Five or 10 years ago, we had only one treatment for late-stage cancer -- chemotherapy -- and its success was limited. Chemotherapy kills cancer cells, but unfortunately it can also kill normal cells. So it causes side effects such as fatigue, nausea, vomiting, and weakening of the immune system.

Now we have better treatments for stage IV cancers. There’s targeted therapy, which targets certain proteins or gene mutations that help the cancer cells grow. It’s very important that I understand upfront if someone has a mutation that I can act upon, because it changes their survival time and it changes the therapies that are available to them. There are now seven different genetic alterations for which there are approved therapies. Five years ago, there were only two targeted therapies approved.

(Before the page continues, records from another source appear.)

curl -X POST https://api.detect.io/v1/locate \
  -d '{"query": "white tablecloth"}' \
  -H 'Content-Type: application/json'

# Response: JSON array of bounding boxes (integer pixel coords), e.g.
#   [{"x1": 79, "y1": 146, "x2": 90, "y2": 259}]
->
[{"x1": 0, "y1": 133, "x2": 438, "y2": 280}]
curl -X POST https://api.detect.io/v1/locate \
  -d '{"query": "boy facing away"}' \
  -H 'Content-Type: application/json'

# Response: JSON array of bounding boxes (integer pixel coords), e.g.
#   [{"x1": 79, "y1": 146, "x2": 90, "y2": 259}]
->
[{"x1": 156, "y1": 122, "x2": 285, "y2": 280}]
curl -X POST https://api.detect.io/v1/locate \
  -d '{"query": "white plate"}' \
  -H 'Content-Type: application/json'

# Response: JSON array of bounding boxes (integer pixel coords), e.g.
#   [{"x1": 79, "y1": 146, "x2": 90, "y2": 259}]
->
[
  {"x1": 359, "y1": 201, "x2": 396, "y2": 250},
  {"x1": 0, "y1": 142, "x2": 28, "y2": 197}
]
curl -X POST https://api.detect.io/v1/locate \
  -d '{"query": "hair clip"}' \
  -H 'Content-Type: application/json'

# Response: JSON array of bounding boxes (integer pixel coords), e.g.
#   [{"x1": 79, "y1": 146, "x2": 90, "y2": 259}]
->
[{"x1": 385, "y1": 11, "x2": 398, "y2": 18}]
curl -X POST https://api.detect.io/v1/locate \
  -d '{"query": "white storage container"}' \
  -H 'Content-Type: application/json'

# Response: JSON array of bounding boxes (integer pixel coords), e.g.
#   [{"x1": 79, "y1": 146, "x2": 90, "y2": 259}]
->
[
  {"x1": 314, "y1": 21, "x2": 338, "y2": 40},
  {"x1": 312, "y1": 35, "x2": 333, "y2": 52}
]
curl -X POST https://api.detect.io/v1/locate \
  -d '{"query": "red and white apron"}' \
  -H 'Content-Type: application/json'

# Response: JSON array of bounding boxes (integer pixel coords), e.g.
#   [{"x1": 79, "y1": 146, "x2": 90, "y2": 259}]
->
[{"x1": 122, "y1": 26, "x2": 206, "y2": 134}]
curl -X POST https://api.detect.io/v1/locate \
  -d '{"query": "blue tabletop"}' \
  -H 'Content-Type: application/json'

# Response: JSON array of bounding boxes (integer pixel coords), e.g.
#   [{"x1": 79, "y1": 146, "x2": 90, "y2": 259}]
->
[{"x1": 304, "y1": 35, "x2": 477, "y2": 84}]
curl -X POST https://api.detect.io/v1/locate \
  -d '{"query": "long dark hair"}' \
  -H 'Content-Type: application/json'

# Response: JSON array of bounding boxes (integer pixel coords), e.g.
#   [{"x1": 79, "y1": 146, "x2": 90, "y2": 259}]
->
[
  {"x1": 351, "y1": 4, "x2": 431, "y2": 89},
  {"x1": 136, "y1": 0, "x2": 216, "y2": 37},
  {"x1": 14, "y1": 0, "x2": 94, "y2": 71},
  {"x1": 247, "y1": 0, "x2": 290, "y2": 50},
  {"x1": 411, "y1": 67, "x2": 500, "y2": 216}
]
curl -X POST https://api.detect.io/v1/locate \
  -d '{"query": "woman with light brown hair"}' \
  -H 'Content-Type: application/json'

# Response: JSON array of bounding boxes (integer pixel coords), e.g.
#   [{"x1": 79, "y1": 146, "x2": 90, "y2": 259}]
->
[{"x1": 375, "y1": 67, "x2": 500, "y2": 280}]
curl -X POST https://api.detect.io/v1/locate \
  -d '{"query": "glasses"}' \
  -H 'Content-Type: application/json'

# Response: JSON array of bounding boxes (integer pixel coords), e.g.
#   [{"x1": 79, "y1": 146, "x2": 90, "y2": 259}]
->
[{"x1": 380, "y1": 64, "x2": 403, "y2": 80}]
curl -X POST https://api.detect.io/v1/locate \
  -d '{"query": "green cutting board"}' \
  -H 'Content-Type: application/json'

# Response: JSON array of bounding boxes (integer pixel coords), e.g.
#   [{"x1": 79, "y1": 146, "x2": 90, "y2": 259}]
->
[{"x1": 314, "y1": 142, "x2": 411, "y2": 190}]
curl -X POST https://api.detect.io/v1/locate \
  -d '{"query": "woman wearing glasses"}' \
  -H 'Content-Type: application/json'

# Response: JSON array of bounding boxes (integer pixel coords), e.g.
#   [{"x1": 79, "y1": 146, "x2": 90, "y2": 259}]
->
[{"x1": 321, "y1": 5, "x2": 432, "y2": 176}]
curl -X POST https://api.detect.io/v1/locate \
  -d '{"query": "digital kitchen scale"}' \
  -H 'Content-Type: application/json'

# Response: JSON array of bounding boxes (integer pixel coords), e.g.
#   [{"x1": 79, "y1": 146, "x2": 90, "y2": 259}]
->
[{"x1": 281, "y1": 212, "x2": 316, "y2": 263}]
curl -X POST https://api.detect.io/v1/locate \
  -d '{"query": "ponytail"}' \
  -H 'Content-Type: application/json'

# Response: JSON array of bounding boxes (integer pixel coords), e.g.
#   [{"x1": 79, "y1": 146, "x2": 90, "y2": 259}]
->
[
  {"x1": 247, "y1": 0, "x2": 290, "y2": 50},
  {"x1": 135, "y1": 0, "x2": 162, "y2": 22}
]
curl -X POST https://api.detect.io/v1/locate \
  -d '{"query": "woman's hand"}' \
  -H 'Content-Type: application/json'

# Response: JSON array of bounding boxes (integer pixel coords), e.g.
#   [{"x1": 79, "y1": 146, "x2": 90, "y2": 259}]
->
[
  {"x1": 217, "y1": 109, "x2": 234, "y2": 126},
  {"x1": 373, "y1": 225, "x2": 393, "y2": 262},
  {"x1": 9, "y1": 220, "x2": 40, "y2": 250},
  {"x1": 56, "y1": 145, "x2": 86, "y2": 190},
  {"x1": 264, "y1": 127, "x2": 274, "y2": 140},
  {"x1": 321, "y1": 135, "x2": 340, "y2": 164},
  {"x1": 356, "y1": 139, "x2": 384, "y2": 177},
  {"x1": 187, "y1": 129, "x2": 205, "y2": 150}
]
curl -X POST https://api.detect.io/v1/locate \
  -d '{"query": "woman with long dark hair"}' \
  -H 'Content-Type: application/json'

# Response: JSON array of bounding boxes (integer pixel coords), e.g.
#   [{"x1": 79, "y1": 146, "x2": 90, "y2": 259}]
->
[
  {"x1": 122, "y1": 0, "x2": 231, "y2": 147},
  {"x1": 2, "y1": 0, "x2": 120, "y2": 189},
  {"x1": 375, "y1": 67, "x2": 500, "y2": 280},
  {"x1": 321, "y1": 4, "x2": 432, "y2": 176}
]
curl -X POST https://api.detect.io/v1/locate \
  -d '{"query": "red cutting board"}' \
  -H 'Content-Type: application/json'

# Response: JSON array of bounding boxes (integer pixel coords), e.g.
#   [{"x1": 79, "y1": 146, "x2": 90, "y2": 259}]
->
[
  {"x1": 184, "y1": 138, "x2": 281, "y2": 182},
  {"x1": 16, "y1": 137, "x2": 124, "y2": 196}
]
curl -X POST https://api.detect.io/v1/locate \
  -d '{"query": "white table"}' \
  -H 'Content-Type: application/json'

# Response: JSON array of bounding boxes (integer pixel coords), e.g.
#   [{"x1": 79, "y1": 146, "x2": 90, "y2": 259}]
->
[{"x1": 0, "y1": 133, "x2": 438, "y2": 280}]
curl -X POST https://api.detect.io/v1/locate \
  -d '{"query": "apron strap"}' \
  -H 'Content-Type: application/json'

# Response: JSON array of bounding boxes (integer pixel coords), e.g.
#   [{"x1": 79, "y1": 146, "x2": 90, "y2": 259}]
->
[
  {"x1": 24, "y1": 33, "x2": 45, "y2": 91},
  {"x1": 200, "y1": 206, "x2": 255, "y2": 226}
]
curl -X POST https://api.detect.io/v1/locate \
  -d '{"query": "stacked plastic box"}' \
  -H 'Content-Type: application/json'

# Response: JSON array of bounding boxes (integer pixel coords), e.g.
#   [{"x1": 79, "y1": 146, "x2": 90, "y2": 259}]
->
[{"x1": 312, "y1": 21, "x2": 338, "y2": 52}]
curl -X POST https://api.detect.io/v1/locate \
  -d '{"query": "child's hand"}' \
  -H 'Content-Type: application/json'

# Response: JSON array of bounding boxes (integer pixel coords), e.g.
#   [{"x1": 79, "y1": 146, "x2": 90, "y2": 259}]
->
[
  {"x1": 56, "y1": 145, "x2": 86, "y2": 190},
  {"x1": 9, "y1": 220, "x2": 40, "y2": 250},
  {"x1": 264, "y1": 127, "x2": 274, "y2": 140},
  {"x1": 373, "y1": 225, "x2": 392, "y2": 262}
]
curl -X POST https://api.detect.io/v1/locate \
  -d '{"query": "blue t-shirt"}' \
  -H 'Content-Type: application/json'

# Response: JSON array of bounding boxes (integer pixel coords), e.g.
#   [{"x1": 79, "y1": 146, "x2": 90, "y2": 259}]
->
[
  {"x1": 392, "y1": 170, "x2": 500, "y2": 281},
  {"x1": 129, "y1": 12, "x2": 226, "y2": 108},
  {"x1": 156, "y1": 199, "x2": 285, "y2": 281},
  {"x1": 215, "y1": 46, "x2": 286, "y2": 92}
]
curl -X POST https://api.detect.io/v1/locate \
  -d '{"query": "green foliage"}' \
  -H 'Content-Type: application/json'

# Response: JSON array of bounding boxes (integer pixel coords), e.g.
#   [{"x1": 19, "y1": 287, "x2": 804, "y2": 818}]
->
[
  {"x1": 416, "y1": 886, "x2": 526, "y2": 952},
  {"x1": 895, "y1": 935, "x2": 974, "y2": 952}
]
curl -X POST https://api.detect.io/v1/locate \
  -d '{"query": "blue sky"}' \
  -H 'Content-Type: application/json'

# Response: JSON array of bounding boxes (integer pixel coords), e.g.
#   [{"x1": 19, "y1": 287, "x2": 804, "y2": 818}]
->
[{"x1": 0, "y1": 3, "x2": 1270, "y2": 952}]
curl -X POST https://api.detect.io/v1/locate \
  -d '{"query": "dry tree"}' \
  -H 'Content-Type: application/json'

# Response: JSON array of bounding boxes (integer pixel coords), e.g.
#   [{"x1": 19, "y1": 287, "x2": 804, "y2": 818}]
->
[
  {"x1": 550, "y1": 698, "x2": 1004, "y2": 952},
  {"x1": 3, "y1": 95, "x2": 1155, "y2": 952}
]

There's also immunotherapy, which helps the immune system better recognize and attack the cancer. There has been a lot of excitement over the last 4 to 5 years, with multiple approvals of different immunotherapy drugs. There are cytokines and cancer vaccines that rev up the immune system response. And recently, there has been a lot of work using adoptive T-cell therapies. We're harnessing our own immune cells to try to get them to better recognize the cancer.

Right now, clinical trials are mostly an option when standard treatments stop working. I think we need to change that. We need to think about what will give someone with lung cancer the best chance of a response, the longest-lasting response, and the best quality of life.

At every stage and with every treatment decision that I make with a patient, I’m always looking at what clinical trials are available. If I see a clinical trial that I think has a better chance of working than the standard therapy that's available, I’m going to recommend it.

The average survival for someone with stage IV lung cancer used to be about a year to 16 months. Now, with the use of targeted drugs, the overall survival can be greater than 3 years for certain people. Treatment with immunotherapy has resulted in people who are alive and thriving at 5 years. We don’t have 10-year data yet, but people are starting to talk about the "C" word -- cure -- for people with stage IV disease who have responded well to immunotherapy.

People with lung cancer are definitely living longer and doing better. I hope in my lifetime that we have the ability to cure stage IV disease.